Alguns anos depois vieram o casamento e as filhas. Foi, sem dúvida, a fase mais difícil para o casal. Crises, remédios e tratamentos psiquiátricos passaram a fazer parte da rotina da família. Toda a carga dramática da história é contrabalanceada com a narração do Amor. Muitas de suas colocações são bonitas, quase poéticas, daquele tipo que a gente marca para nunca esquecer; outras são divertidas, sarcásticas até. Sem dúvida a escolha por esse estilo de narrativa contribuiu para tornar a história muito mais interessante de se ler.
"Se tem uma coisa que me encanta é acompanhar os momentos de virada na vida das pessoas. Uma decisão, uma desistência, um desvio, uma pergunta, um silêncio, e de repente uma possibilidade de futuro desmorona e uma outra aparece, inesperadamente. Muitas vezes as pessoas nem percebem na hora que aquela hora é decisiva. Quando vêm enxergar isso, já tomaram um caminho que pode terminar em arrependimento, ou em alívio.

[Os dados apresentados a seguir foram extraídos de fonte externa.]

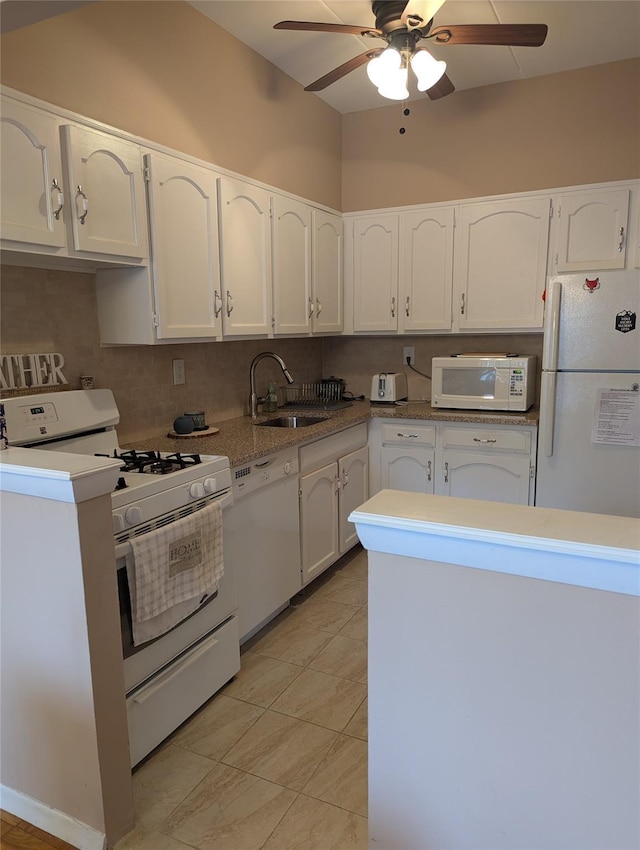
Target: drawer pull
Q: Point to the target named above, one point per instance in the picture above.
(143, 695)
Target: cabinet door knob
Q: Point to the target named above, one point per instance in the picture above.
(84, 204)
(59, 197)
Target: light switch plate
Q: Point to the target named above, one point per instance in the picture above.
(178, 372)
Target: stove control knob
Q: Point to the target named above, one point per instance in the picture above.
(133, 515)
(196, 491)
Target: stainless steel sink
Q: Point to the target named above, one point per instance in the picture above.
(292, 421)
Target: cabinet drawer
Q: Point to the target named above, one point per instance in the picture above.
(328, 449)
(475, 438)
(400, 434)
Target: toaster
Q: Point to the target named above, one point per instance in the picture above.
(388, 387)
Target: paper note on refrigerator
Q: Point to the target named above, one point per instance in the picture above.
(616, 420)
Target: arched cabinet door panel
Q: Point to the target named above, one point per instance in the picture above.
(32, 190)
(592, 230)
(245, 258)
(375, 273)
(107, 203)
(501, 263)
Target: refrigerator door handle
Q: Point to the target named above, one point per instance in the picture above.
(552, 327)
(548, 410)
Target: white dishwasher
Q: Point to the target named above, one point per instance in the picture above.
(262, 537)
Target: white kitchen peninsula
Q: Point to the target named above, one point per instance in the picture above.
(504, 675)
(65, 750)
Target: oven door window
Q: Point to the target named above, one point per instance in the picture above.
(476, 382)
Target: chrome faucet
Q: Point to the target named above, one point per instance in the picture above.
(254, 399)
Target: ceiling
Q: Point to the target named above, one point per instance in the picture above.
(581, 33)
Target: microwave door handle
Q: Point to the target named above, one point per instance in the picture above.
(552, 327)
(548, 410)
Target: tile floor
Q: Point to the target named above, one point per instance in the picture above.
(277, 760)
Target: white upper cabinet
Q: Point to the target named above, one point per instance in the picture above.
(106, 204)
(326, 279)
(500, 264)
(184, 241)
(293, 306)
(32, 186)
(426, 270)
(375, 273)
(245, 258)
(592, 230)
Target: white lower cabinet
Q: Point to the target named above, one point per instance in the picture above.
(468, 461)
(353, 477)
(481, 462)
(407, 457)
(334, 481)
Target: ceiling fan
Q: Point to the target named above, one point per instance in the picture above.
(404, 25)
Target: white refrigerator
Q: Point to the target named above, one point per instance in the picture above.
(589, 436)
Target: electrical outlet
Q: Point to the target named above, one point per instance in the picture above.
(178, 372)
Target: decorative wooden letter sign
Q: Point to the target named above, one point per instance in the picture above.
(18, 371)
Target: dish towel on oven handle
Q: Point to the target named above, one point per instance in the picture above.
(172, 570)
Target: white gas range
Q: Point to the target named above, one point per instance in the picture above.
(168, 678)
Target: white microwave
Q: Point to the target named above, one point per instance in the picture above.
(483, 382)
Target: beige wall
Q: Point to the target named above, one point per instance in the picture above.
(163, 71)
(559, 130)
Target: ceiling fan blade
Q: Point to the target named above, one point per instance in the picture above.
(342, 70)
(311, 26)
(515, 35)
(442, 88)
(417, 13)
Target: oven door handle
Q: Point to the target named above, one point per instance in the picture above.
(174, 670)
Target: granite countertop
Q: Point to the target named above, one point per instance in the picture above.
(241, 441)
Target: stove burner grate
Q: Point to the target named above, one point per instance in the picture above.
(152, 462)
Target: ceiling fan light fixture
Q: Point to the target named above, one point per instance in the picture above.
(395, 86)
(383, 67)
(427, 69)
(388, 75)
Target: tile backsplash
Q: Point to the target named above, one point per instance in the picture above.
(47, 310)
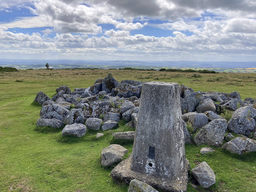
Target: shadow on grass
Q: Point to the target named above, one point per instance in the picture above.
(46, 130)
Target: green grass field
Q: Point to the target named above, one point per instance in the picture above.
(41, 160)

Penso que se fosse dado aos humanos o direito de voltar atrás e mudar algum ponto da trajetória, talvez eles passassem a eternidade para trás e para a frente e suas histórias não terminassem nunca. Nem todo mundo consegue identificar em que ponto, exatamente, este ou aquele rumo se traçou. Mas eu consigo".
Recheado de cartas, bilhetes e fotos, Queria Ver Você Feliz é um livro sobre o amor. O amor que tudo tolera, que tudo suporta, que vence quase qualquer coisa. É bonito e ao mesmo tempo angustiante acompanhar a trajetória do casal, intensa desde o início. Tentar rotular a relação como doentia ou enquadrar cada um em uma entidade nosológica é quase irresistível. Mas, contrariando qualquer tentativa de intelectualização, a explicação do nosso narrador (e, quem sabe, da autora) é uma só e bem simples: amor demais. Fiquemos com ela. Apesar de que o sentimento causado por uma obsessão doentia permeia o leitor à cada página, nos fazendo questionar até que ponto o amor pode servir como justificativa.
"Amar subentende agir: praticar, lutar, se dedicar, se lançar, se envolver, cuidar, conceber, compreender, construir. Subentende, ainda, se for o caso, se abster de algumas coisas em função de outras. Ou apenas ter paciência. Não agir também é uma forma de agir, não fui eu quem formulou esse pensamento, foi um filósofo por aí. Agindo ou não agindo é preciso muita capacidade, altruísmo, liberdade, nobreza e, ao menos, um pouquinho de loucura para amar de verdade. Nem todo mundo sabe amar de verdade. Eu me recuso a me entregar de verdade a qualquer um sem prévia seleção. Sempre escolho aqueles que têm algum mérito."